This week was all about Celeste.Celebrations for us usually tend to involve lots of food.
It doesn't help when the littlest member of the whole family loves to eat.
We pigged out so much over the weekend. We cooked a huge batch of laksa for our little noodle and chilli lover and had not one, but two parties with friends and family!
We still have 3 cakes sitting in the fridge.
Afternoon tea, anyone??!
Yes. My littlest turned two.
No. We didn't name her after Queen Celeste. But yes, we do love Babar.
Do you have a child who just seems so completely different from you?
In an especially good way of course.
Celeste is that child.
Maybe even more so because my biggest is an exact replica of me.
I know how my biggest thinks. I know what she would love. I know what she would hate.
The similarities between us and the way we behave are amazing.
The things she is afraid of are exactly the things I hated doing when I was her age.
When I see that happening in her, I can feel what she feels.
That's my biggest.
Celeste.

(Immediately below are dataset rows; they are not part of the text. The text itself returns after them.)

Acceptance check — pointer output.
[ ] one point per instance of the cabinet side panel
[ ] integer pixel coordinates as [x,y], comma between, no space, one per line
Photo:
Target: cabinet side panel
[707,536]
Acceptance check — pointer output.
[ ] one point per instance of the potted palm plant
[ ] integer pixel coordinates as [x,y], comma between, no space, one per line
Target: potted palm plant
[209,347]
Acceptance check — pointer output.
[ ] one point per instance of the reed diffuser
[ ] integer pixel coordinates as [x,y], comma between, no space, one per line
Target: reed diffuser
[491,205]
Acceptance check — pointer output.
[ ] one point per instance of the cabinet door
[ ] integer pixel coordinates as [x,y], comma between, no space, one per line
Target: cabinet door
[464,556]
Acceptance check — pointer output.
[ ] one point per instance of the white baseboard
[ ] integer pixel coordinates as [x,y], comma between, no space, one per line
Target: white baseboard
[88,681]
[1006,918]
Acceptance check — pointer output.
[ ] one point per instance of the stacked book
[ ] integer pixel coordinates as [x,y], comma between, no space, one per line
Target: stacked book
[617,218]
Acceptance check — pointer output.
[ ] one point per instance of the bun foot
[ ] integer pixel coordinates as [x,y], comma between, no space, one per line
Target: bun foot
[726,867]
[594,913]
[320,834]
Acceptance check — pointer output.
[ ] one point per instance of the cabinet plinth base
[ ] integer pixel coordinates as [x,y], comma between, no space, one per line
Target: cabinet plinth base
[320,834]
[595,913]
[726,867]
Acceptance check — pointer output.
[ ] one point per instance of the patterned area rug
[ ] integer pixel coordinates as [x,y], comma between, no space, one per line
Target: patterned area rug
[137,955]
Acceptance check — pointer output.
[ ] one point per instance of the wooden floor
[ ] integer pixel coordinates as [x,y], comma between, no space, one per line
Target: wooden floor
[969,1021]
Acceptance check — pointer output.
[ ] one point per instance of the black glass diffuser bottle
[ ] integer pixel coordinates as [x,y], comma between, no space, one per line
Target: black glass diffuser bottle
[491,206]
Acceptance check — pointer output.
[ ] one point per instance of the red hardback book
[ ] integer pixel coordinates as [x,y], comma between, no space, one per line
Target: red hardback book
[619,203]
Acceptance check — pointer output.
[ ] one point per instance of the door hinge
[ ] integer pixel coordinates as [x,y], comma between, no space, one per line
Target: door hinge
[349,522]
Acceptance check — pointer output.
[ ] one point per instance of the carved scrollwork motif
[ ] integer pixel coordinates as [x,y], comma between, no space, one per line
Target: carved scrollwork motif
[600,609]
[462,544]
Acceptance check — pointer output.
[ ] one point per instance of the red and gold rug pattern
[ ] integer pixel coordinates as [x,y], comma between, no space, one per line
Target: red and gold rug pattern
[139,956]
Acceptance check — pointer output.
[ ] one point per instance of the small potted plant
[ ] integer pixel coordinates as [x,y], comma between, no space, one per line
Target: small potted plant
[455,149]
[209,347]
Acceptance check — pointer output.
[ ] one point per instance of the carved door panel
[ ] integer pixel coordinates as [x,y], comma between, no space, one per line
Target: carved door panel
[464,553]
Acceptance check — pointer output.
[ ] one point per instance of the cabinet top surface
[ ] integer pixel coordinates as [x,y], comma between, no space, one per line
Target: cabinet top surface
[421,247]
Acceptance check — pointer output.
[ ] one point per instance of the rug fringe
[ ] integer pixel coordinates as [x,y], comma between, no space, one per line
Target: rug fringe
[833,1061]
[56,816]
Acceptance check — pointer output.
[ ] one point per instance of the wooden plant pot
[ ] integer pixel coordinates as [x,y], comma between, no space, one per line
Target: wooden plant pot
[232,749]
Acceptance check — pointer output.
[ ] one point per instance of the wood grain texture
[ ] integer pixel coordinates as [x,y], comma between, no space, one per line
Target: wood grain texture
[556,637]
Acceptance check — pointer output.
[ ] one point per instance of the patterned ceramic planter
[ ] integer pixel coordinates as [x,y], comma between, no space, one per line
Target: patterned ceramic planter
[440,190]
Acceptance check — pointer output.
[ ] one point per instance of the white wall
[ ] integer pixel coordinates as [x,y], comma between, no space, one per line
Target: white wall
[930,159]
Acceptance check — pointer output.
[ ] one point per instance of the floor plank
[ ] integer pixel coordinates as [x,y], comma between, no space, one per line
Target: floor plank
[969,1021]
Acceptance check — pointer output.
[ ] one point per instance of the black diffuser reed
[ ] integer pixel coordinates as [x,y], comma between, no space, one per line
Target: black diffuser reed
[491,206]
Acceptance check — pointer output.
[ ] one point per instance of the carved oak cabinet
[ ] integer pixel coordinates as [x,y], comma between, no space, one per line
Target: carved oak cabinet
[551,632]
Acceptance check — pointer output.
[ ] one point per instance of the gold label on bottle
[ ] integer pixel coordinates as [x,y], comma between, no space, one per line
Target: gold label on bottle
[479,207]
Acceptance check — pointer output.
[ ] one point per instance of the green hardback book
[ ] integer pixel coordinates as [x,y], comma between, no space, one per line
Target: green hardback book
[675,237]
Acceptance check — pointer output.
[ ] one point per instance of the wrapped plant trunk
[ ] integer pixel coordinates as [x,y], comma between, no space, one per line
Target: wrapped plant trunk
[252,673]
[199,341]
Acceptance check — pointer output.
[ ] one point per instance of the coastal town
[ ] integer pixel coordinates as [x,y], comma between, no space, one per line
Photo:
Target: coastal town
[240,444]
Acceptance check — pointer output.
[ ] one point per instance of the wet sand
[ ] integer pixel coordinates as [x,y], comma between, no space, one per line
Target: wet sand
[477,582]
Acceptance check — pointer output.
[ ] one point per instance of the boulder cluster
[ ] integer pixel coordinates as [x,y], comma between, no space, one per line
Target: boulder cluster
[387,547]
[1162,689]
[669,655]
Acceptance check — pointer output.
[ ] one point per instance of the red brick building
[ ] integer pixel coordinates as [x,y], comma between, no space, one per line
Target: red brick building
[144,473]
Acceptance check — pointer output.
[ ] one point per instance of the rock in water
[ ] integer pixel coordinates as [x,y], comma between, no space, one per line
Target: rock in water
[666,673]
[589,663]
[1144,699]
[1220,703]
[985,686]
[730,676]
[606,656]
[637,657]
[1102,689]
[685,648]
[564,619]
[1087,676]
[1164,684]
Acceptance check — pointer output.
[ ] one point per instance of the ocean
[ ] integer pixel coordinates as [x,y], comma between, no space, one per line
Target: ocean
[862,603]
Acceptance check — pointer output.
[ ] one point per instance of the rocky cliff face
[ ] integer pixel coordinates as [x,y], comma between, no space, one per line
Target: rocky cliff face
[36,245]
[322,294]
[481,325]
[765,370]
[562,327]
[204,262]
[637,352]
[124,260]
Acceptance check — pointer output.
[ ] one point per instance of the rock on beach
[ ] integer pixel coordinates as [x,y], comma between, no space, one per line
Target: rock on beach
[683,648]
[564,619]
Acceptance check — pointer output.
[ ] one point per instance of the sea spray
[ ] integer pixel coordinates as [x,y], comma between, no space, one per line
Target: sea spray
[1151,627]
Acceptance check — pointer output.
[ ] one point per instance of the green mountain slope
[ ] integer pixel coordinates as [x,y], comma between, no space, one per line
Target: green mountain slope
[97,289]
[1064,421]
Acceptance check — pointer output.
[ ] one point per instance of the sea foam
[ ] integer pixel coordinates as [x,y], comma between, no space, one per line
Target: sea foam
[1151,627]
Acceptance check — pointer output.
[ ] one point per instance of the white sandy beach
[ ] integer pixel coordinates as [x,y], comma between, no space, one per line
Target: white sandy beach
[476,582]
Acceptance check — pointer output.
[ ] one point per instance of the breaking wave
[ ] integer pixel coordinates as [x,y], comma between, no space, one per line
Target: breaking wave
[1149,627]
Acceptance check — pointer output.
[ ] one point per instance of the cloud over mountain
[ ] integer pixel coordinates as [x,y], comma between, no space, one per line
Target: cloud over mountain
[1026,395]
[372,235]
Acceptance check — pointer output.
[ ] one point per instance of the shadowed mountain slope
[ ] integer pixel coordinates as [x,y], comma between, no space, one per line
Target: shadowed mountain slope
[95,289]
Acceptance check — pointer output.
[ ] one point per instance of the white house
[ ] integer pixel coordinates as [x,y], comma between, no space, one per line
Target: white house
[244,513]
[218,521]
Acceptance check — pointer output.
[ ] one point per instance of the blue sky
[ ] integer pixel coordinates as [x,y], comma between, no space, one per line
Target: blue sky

Number 2.
I feel a little sad. Because she was a good as baby. I didn't get to experience her as much as I did as a baby. Because she slept through the night early. Because I didn't have to spend lots of time waking up at night to go to her like I did for my biggest. Because she didn't lie on the floor for long. She's a climber. She didn't even crawl for long before the steps happened! I feel sad!
Even up till this day, I think I have to best guess how she might react in a certain situation.
She acts a lot like hubby.
Her personality. Hubby.
She sees the logical side. But she also sees the challenge.
And she never fails to put me in my place!!!
I still find it humbling when I think that someone so tiny can open my eyes and make me see things from a different perspective. From her perspective.
It is different. It is good. It works too. Amazing!
So to Celeste.
If you're so special when you're two, I can't wait to see how you'll be like in the future.
For now though, I'll lie in bed like how I've been doing for the past three nights, with my eyes closed and pinching myself hard to believe that you're...two.
It's a little heartwrenching in a quiet way.